PopuLoRA: Co-Evolving LLM Populations for Reasoning Self- Play

2 hours ago (vmax.ai)

3 comments

AMavorParker

Unless I'm wrong about the premise, the downstream tasks seem to find that 1T-1S is better than 4 or 8T-8S on a bunch of tasks. Doesn't that invalidate the whole population mix thing? (also the part about loras being "evolved" by changing stuff in a few seconds was a bit confusing to me, perhaps I misunderstood something)

AMavorParker 2 hours ago

We introduce PopuLoRA, a population-based asymmetric self-play framework for reinforcement learning with verifiable rewards (RLVR) post-training of LLMs. Teachers and students are specialised LoRA adapters on a shared frozen base: teachers propose problems, matched students solve them under a programmatic verifier, and cross-evaluation between sub-populations replaces the self-calibration that limits single-agent self-play. A family of LoRA weight-space evolution operators (mutations and crossovers that produce same-rank population members in seconds) serves as the replacement step of a population-based training loop at 7B scale. We instantiate PopuLoRA on top of Absolute Zero Reasoner and compare it against a per-adapter compute-matched single-agent baseline. Where the single agent self-calibrates to generating easy problems it can reliably solve, the population enters a co-evolutionary arms race: teachers produce increasingly complex problems, student solve rates oscillate, and problem-space coverage keeps expanding throughout training. Despite lower training-time reward, the population mean outperforms the baseline on three code benchmarks (HumanEval+, MBPP+, LiveCodeBench) and seven math benchmarks (AIME 24/25, AMC 23, MATH-500, Minerva, GSM8K, OlympiadBench), and even the weakest member of the population beats the baseline on aggregate.

tpoacher 1 hour ago

minor criticism. I haven't had a chance to read properly yet, but for a method that purports to be an evolutionary algorithm, it's missing all the formal language of the field. there's zero mention of a fitness function (let alone internal/external co-evolution ones), or a selection operator.
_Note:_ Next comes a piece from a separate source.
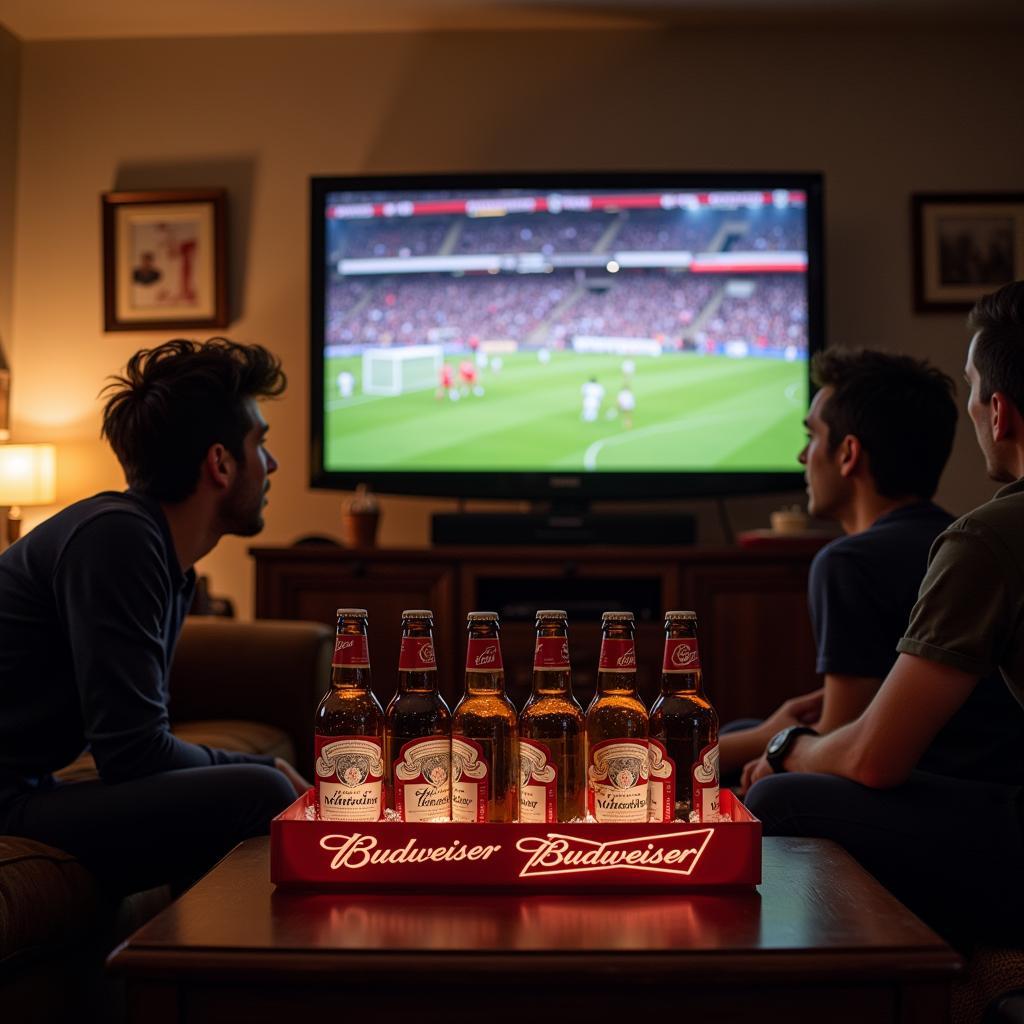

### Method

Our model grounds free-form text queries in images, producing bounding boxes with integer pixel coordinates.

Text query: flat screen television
[310,172,823,504]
So my first impression is that either this is a non-evolutionary algorithm mascarading as one and diluting concepts like mutation and crossover that have well defined meanings, or it is one but you're abusing terminology from other fields (like RL and "rewards") instead. Either way it's a confusing first impression, and one gets the subtle vibe that word choices are more there to create a "buzz" than to create clarity.

(not trying to be dismissive, I genuinely hope this is useful feedback)

Paper does look interesting, I'll try to read properly when I have time.